Technology and manpower shortages contributed to the demise of Nanaimo’s community police stations, according to the RCMP’s spokesman.
Establishing positive relationships, through school liaison programs, bike patrol units or localized police offices, can help proactively deter crime, said Const. Gary O’Brien, Nanaimo RCMP spokesman. Community police stations, set up in the late 1990s and early 2000s, were a way of getting police out of their vehicles and interacting with the public.
At one point Nanaimo had community police stations in Cedar, Southgate Mall, University Village Mall, Beban House, Woodgrove Centre and Oliver Woods Community Centre. It was also a time when Nanaimo’s crime rate was especially high.
“At that time our resourcing numbers were a little down and our file loads during that period, when [the stations] were running was quite significant…” O’Brien said. “The guys were basically run off their feet, going from file to file to file.”
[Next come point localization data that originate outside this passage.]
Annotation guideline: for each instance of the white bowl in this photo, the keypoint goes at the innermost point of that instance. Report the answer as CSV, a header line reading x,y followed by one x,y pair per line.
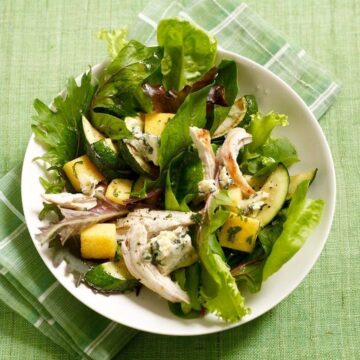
x,y
148,312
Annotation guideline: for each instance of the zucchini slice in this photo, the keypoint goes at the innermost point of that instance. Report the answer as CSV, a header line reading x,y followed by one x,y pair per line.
x,y
110,277
295,180
276,185
134,159
103,153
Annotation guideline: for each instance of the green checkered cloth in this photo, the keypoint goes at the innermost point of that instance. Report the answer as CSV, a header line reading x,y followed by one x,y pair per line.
x,y
28,287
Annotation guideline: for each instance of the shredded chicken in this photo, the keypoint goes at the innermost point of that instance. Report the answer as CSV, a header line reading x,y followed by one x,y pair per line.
x,y
202,141
235,116
227,155
155,220
71,201
133,250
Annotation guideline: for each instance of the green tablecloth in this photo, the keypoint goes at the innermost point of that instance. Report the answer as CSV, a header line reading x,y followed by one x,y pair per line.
x,y
321,318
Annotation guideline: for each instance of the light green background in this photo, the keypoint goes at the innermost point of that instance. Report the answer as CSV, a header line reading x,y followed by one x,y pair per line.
x,y
43,42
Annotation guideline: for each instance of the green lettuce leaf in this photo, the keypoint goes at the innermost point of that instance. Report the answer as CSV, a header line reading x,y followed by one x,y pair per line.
x,y
268,156
60,131
189,52
189,280
301,217
261,127
219,292
176,136
120,93
249,274
185,171
115,40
The intention was to have one officer at each station per watch and the offices relied heavily on volunteers to man them.
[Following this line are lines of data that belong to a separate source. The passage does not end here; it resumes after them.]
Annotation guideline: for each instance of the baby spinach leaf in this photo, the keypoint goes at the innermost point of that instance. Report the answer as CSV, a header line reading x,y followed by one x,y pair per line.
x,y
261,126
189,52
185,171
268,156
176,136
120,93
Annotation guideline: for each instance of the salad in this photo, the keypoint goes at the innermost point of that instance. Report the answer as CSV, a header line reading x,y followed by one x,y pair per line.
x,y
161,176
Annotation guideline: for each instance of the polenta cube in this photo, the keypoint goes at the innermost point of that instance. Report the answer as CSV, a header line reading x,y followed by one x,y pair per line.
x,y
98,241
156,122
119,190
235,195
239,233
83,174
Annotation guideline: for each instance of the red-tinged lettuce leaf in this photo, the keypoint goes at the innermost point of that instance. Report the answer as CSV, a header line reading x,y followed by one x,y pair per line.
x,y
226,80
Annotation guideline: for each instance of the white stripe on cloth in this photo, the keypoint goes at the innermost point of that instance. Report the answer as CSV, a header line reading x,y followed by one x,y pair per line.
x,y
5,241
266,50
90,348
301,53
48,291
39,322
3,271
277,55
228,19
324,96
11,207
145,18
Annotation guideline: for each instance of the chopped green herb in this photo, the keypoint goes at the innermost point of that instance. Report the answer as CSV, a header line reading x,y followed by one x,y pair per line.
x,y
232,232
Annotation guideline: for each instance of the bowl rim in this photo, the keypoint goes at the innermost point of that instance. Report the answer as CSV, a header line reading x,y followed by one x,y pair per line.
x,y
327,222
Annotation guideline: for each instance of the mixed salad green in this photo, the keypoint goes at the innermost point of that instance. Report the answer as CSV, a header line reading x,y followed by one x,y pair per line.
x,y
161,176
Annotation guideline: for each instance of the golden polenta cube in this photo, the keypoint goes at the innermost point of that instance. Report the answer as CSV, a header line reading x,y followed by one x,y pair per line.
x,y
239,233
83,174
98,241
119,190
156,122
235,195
“Community policing is often considered proactive. We know the benefits of it. We’ve reaped the benefits from it, but you also have to maintain that reactive force. You’ve got to keep those numbers up,” O’Brien said.
Computers in the stations weren’t secure either, making it impossible to work with sensitive files and e-mail communications. The systems could have been upgraded, but at considerable cost. Technological advancements ultimately saw secure mobile computers installed in patrol cars, said O’Brien.
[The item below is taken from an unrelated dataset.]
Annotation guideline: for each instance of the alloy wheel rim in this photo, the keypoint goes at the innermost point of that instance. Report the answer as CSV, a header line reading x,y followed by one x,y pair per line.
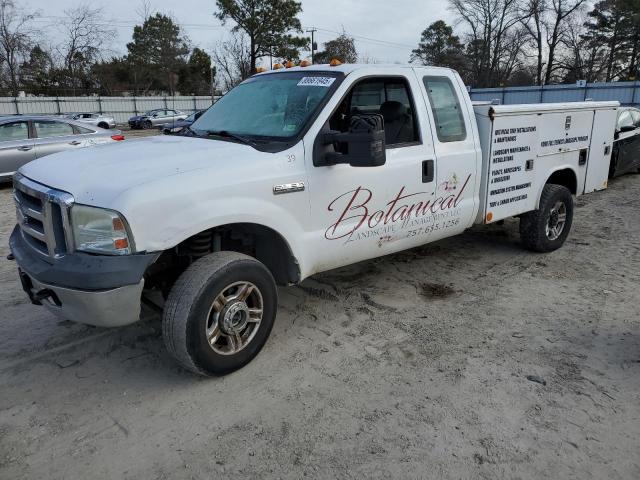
x,y
234,318
557,221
Nanaimo’s community police stations started phasing out in 2009. The Cedar office was the last of them and closed in 2012.
The only satellite police office today is at Oliver Woods Community Centre, but it’s a remote office where members can securely access and work on files and is not a community policing station.
“They served their purpose for a while,” O’Brien said. “They were a great contact for individuals in the community.”